すごいことしているんだなと思います。日曜劇場という、日本のテレビドラマの中でも誰もが知っている大きい枠で、主演も鈴木亮平さんという中で、こんなに堂々とカメラに映っていて、投げたり、鈴木さんとお芝居していることが、テレビに映って初めて実感するというか。現場ではそんな感じはしないのですが、テレビを見て「すごいところで今やれているんだな」「幸せだな」と。
◆では、周りのからの反響はいかがですか?
僕は地元が福岡なのですが、全国で観られるので福岡の友達からも連絡が来ます。2話を観終わった後には「南雲先生、免許ないの、やばない?」といった内容の連絡がバーと通知にたまっていました(笑)。もちろん親も見てくれていますし、同じ事務所のほかのマネージャーさんとか、以前ほかのドラマでお世話になったスタッフさんたちからも「根室いいね」と連絡がたくさん来ます。
◆根室は1話から南雲先生と2人でやりとりをするシーンが多いですが、現場で鈴木さんとどのような会話をされていますか?
奥寺(佐渡子)さんの脚本が、僕らが考える隙間がすごく多い台本のような気がしています。それは塚原さんも言っていたのでたぶん合っていると思うのですが、シーンとシーンの間に何があったんだろうと、その考え方次第でそのシーンの意味が変わりますし、どうとでも埋められるんです。2人のシーンはお互いに共通の意味を持っていないと統一性のないシーンになってしまうので、そういうところを亮平さんは、若手の役者の僕にも同じ目線で、「根室はここまでにどういうことをしていて、ここに来たと思っている?」「根室がそうしていたなら、先生は多分こうやって心配していて、こういうふうに思って今ここにいるね」みたいに、一緒に埋めてくださるので、一つ一つのシーンがすごく丁寧に撮られているなと思います。亮平さんは僕らにこういうふうにした方がいいとは言わずに、相談させてもらったら「そういう悩みか」と相談に乗ってくれて、同じ目線でそのシーンのことについて話してくださるんです。

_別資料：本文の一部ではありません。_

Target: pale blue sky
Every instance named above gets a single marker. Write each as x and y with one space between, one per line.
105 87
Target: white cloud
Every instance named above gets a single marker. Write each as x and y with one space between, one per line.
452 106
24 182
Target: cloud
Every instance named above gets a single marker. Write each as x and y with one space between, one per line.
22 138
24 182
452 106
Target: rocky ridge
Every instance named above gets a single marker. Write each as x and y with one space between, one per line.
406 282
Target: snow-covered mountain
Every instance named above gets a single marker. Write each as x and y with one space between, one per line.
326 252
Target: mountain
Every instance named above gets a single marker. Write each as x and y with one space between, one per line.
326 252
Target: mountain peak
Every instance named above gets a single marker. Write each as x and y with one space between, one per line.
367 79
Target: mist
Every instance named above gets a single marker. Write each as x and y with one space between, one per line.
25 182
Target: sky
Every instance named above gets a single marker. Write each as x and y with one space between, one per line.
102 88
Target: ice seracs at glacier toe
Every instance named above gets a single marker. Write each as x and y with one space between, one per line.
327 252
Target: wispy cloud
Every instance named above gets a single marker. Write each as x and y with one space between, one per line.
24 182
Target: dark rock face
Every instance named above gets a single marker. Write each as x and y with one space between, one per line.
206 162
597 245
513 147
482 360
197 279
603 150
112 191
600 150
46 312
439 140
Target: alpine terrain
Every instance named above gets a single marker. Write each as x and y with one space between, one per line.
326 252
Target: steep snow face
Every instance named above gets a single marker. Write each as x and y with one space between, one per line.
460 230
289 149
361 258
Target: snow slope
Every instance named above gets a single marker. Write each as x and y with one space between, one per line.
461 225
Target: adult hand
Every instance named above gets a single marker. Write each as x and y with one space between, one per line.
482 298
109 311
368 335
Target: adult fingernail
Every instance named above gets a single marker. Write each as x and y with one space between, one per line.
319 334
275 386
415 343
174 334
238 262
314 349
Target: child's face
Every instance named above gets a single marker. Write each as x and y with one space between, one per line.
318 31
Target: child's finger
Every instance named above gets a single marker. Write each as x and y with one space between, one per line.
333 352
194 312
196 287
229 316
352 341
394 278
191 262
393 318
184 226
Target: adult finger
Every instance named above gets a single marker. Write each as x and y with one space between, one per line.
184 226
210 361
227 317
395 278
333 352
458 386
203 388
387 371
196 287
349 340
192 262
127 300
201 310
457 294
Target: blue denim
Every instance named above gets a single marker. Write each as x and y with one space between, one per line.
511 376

1話のフェリーで「野球、やりたいんだと思っていたよ」というシーンも、亮平さん自身もすごくいろいろ考えられていて、ワンカットが撮り終わった時に監督と話し合って、そのシーンを作ろうとしてくださっている姿を見て、第一線で活躍されている役者さんとして、妥協せずに鈴木さんも塚原さんも作品に取り組まれているんだなと。そのようなプロ意識の高いお2人を見て、僕は「すごいな、こうならないといけないな」と思っています。
◆黒木華さんとは?
華さんはみんなの寮母さんみたいです。普段ちょっと後ろにいても、「はい、しっかりやるよ」のように、パッと締めてくださる感じ。すごく優しいまなざしで僕らを見ていて、目が合ったらみんなにニコっとしてくれるんです。もちろん相談にも乗ってくれますし、それがすごく寮母さんみたいだなと。亮平さんも華さんもすごくフレンドリーに話してくれて、僕らが「プライベートで最近こういうことにはまっているんですよ」みたいな男子高生みたいな会話をしていても、「何をしゃべっているの?」みたいな感じで聞いてくださって、すごくいい現場だなと思います。